A recent updated model predicts that the Ebola epidemic will be over in May 2015. But Zanzibar has eradicated malaria – three times and the last time Margaret Chan was part of the team that claimed malaria cases had vanished from the Island. That was in 2009, in 2013 malaria was back again. Let us prepare for the unexpected by building strong health care that can deal with the real world.

Small virus far from home

A preliminary ‘Lessons learnt’ opinion published online in The Lancet on February 10, 2015 has some interesting facts about the West African outbreaks: an emergency stage 3 was never declared by WHO and it is not clear why. There is only one (1!) airline on the planet Earth that can transport Ebola patients! Questions are raised as to what the most deadly Ebola strain (Zaire) was doing so far away from its homeland? The West African context somehow added to complexity it’s argued: very few doctors, civil war/post-conflict stunning of administrations and health care meaning low trust in government from start, and the extreme mobility of the population compared to East/Central Africa may have contributed to complexity. As an MSF worker remarks: “If Ebola suspects moves from location A to location B, suddenly you need to duplicate everything”.

The issue of an epidemic in an urban setting: In rural settings, Ebola moves outwards in small steps but in urban environment means unpredictability, the realization that the virus could crop up at any medical facility at any moment as people seeking help head towards the city from the hinterlands. The initial success in Guinea was not true: hidden patients kept popping up while official statistics said the epidemic was over.
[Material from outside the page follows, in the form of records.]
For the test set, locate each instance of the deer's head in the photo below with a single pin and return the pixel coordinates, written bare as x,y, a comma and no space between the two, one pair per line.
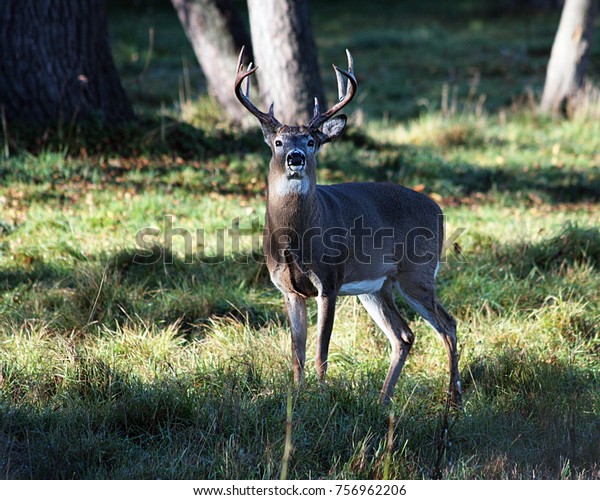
294,148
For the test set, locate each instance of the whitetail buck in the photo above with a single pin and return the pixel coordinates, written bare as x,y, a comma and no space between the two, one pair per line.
364,239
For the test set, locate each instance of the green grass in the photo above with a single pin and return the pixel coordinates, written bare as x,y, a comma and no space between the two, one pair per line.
170,362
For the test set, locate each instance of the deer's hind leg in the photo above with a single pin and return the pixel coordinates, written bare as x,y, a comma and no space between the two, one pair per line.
383,311
421,296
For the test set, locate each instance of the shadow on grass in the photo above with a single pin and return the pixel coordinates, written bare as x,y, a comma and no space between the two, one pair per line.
158,287
524,418
366,160
237,163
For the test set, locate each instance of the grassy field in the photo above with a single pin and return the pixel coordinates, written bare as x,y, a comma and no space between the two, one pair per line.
173,361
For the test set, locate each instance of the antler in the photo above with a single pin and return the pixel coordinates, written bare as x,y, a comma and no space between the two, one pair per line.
244,95
344,97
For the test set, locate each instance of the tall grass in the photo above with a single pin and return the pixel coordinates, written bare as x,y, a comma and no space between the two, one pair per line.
172,361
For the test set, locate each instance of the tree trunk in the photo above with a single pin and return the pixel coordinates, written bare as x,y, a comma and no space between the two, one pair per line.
568,60
217,34
55,64
285,51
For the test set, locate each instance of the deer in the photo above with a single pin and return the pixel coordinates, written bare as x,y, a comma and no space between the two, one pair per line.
368,239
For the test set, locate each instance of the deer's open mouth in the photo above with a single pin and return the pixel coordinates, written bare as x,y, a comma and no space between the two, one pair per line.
295,175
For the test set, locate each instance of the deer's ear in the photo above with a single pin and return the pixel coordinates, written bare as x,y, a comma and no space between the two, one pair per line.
333,127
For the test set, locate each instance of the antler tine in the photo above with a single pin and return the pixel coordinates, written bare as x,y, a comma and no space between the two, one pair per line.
316,109
247,90
244,97
341,91
344,96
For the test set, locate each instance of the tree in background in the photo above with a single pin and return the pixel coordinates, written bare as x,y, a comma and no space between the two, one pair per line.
217,33
284,49
56,66
565,75
282,43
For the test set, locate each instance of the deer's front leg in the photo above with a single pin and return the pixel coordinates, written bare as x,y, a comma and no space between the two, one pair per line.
326,313
296,310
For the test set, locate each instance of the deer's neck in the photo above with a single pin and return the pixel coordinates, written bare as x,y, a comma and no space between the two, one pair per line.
291,205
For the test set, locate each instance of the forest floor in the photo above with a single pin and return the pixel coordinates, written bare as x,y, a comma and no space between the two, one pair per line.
139,340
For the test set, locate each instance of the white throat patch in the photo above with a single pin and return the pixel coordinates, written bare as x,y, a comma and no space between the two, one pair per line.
284,186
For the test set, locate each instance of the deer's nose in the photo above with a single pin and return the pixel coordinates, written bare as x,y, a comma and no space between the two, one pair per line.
296,160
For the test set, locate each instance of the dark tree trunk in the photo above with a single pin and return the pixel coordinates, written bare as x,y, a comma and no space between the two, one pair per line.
568,60
56,65
285,51
217,34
Because of recent armed conflicts, Sierra Leone and Liberia are used to presence of UN organizations and teams which Guinea was not and that may partly have led to the confrontations seen in Guinea. By the end of 2014 only 50% of planned treatment centers in Guinea were running. A more outspoken and top-down approach in Liberia was probably in hindsight better suited for suburban/urban case detection and quarantines (and a clear support from the president). The softer and less pro-active approach in Sierra Leone may have contributed to the continuing epidemic.

When Ebola popped up in Liberia MSF didn’t have more staff – they were all engaged in Guinea and Sierra Leone – international support was not available at that time. This contributed to a delayed response and fueled the epidemic in Liberia. When international support was made available it was mostly a question of organizing, training and maintaining and overview – help came too late and that complicated the situation.

Next step: global mismanagement

In 1966 an international team, the Smallpox Eradication Unit, was formed under the leadership of Dr. Donald Henderson. Subsequently, the World Health Organization intensified Smallpox Eradication the global campaign. The Smallpox Eradication Unit that wiped out the disease had 10 employees and no fax or internet! Dr. Henderson said in a speech in 1978 when smallpox disease was officially declared eradicated, that the next disease that to be eradicated was global mismanagement.

We may finally combat Ebola and the countries affected have survived. But they lost a lot of men, women, parents, health workers and children because the global community was late – nearly too late to save what’s left. New outbreaks in new areas, unsafe burials and Red Cross workers still attacked in Guinea this week. Delayed and not very appropriate health information has been difficult to sell to people that for many good reasons had already long before the present epidemic lost trust in their health care system, government and the international community. Let’s construct a learning brain for global health so we can prepare for the unexpected. As experienced Ebola nurse Tony Walter Onema says: This thing can happen anywhere.